Judge backs PayPal over CFPB in prepaid card case
A US federal judge has sided with PayPal in a lawsuit brought against the Consumer Financial Protection Bureau (CFPB) over recently introduced rules on prepaid cards and digital wallets.
PayPal sued the regulator in December 2019 in the US District Court for the District of Columbia, arguing that the prepaid rule forces it to make irrelevant disclosures that confuse customers.
Under the rule, PayPal and Venmo need to give customers “short form” fee disclosures containing categories – such as fees for ATM balance inquiries and electronic withdrawals – that are not relevant.
The suit says this has confused PayPal customers, who mistakenly think that they are being charged fees for a host of actions.
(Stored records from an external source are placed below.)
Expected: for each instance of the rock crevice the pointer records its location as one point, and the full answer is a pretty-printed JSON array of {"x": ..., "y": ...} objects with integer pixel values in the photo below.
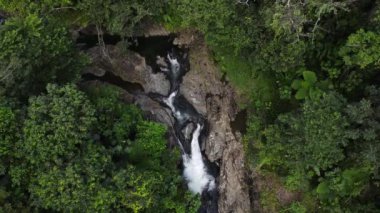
[{"x": 211, "y": 97}]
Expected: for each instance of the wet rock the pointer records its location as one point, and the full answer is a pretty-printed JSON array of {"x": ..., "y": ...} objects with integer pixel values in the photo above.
[
  {"x": 149, "y": 28},
  {"x": 129, "y": 66},
  {"x": 187, "y": 131}
]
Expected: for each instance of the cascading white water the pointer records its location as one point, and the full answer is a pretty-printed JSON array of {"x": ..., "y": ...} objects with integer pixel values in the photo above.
[{"x": 195, "y": 169}]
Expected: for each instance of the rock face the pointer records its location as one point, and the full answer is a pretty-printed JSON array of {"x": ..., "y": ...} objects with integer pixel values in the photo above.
[
  {"x": 203, "y": 88},
  {"x": 129, "y": 66}
]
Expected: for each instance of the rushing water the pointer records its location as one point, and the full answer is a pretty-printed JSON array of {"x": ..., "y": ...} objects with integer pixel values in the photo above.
[
  {"x": 190, "y": 127},
  {"x": 187, "y": 120},
  {"x": 195, "y": 171}
]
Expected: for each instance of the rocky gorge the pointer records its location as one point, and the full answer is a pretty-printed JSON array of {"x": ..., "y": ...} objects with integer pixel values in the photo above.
[{"x": 202, "y": 86}]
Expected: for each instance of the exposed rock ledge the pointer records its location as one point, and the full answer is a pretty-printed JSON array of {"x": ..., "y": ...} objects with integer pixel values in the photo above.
[{"x": 203, "y": 88}]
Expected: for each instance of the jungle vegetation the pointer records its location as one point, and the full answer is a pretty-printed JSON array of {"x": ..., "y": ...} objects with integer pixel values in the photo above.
[{"x": 307, "y": 72}]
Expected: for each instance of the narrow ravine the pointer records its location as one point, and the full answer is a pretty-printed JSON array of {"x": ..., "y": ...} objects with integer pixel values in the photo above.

PayPal says it should not have been subjected to the rule, which is designed for providers of reloadable prepaid cards.
In his decision, US District Judge Richard Leon has sided with PayPal’s argument that the CFPB went beyond its jurisdiction with the rule.
He wrote, according to Reuters, that the regulator’s rulemaking authority under the Dodd-Frank Act did not allow it to decide how prepaid card and digital wallet firm disclose fees to their customers or to limit when credit cards can be linked to new accounts.
The CFPB says it does not comment on pending litigation while a PayPal spokesman tells Reuters that the firm is supportive of the regulator and of consumer protections.